Although the meticulously researched evidence stacked up against Specialist Ryan Offutt was beneficial for the prosecution’s argument, the tactics used in the trial were disconcerting. While the defense called upon five witnesses to testify how Specialist Ryan Offutt’s actions deviated from his character that had supposedly existed before his deployment to Afghanistan, to explain how Offutt had to pay child support for his ex-wife, and to elaborate on the less privileged background that he had grown up in, the prosecution focused mainly upon the fact that Chen’s punishments he served were abusive, excessive, and had “no real military purpose.” It was an apt summary of cruel actions which constituted as hazing, but there was no counter to the defense’s claims that Offutt had a life to lead—Private Danny Chen wasn’t even allowed to begin his life due to the actions of his superiors. The court used Danny like a prop, ignoring the human element haunting the entire trial: that a nineteen year old from Manhattan with his future clutched in his grasp had taken his own life. He was instead just another soldier, frequently bullied to the point of exhaustion by a group of men who deserved to be punished for their serious lack of leadership. But as the prosecution stated, in this specific instance Offutt had “add[ed] insult to injury” and “deserves the stigma of a dishonorable conduct discharge.”

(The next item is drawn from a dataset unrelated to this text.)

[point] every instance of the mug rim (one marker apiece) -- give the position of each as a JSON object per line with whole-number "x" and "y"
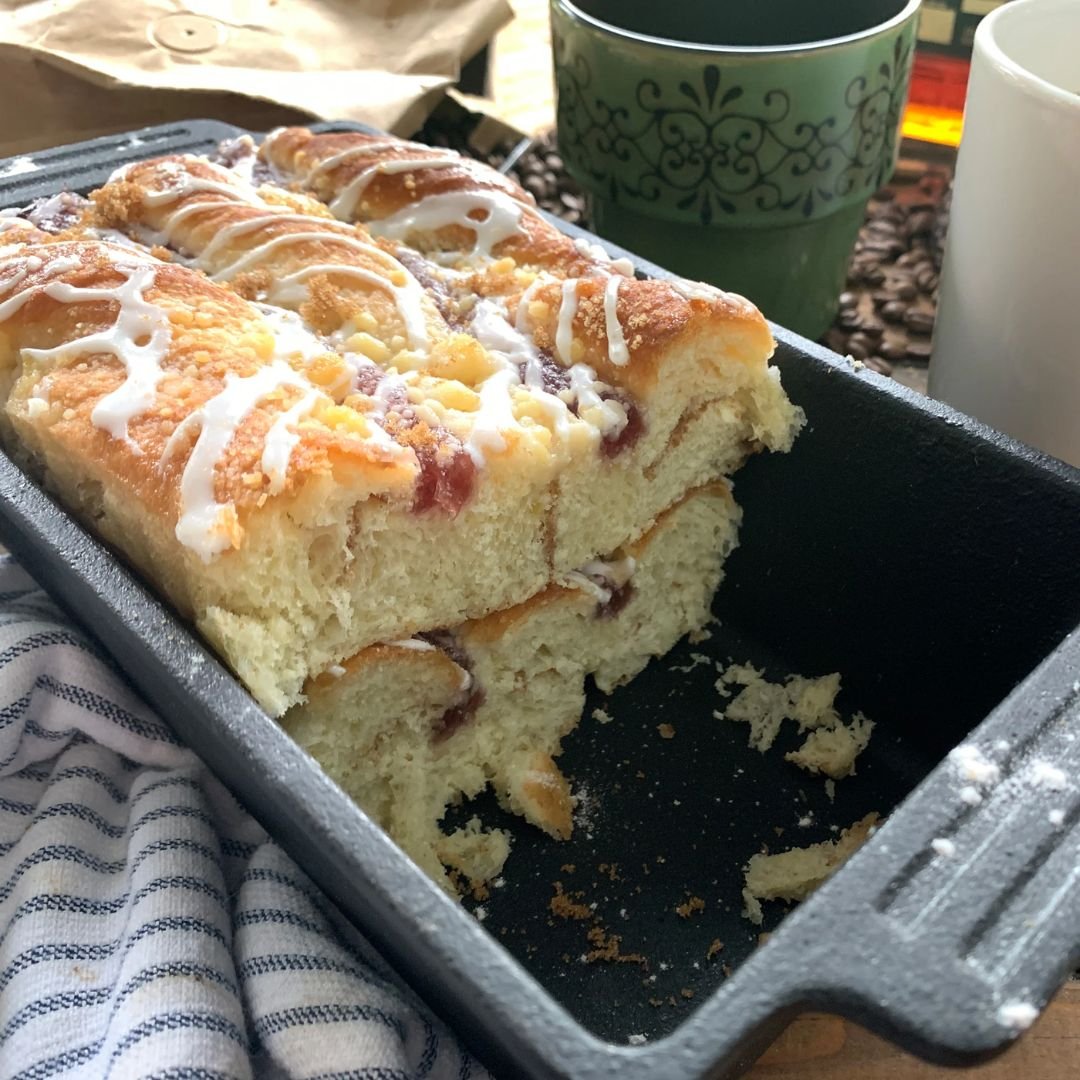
{"x": 987, "y": 42}
{"x": 647, "y": 39}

Offutt was penalized for his crimes with six months in prison, reduction to E1 (which basically reduces his pay benefits), and a bad conduct discharge, which practically ends any hope of a future military career. In comparison Adam Holcomb, the first man sentenced for Private Danny Chen’s suicide, received only a miniscule fine of roughly one thousand dollars and a month of imprisonment for his more substantial involvement.
While this verdict might seem sufficient, it isn’t enough. It doesn’t reflect the justice that a negligent homicide deserves, but it’s an improvement from the previous trial. It represents a welcome shift in the opinions of both the courts and the media on the case, which gives me hope for the future treatment of Asian Americans in military service and beyond. I envision a world where malicious actions are treated as such, where men take an actively positive leadership role, where a Lord of the Flies-like situation in the military can be quickly and easily addressed with effect policies. But for today, we are left with the likes of Offutt, whose lack of initiative and emotional maturity led to him inflicting his rage upon a Chinese-American nineteen year old cast from home—a man barely older than a boy, lonely and out of his element in the foreign soils of Afghanistan’s most dangerous border.
So what’s the point of this account? Well, for starters, the courts didn’t even begin to take serious action against the offenders until a slight trickle of brief news reports made their way to the local Lafayette papers, eventually reaching the eyes and ears of the New Yorker and Huffington Post. It only took some measly publicity—a smattering of public sympathy (not necessarily that of the Asian-American community) for a more severe sentence to be reached than the slap on the wrist that Holcomb received for hazing a fellow soldier to death. And why did he get away so easily? Perhaps the mainstream media figures that hate crimes against Asians are out of style and won’t sell well—in comparison to extensive coverage of hateful actions homosexuals and other, non-Asian minorities, which is not necessarily a bad thing—but it does put people “like us” in the background in the forum of social issues. So how do we fix a cultural issue such as this? No idea. But blogs like Big WOWO are a great place to start.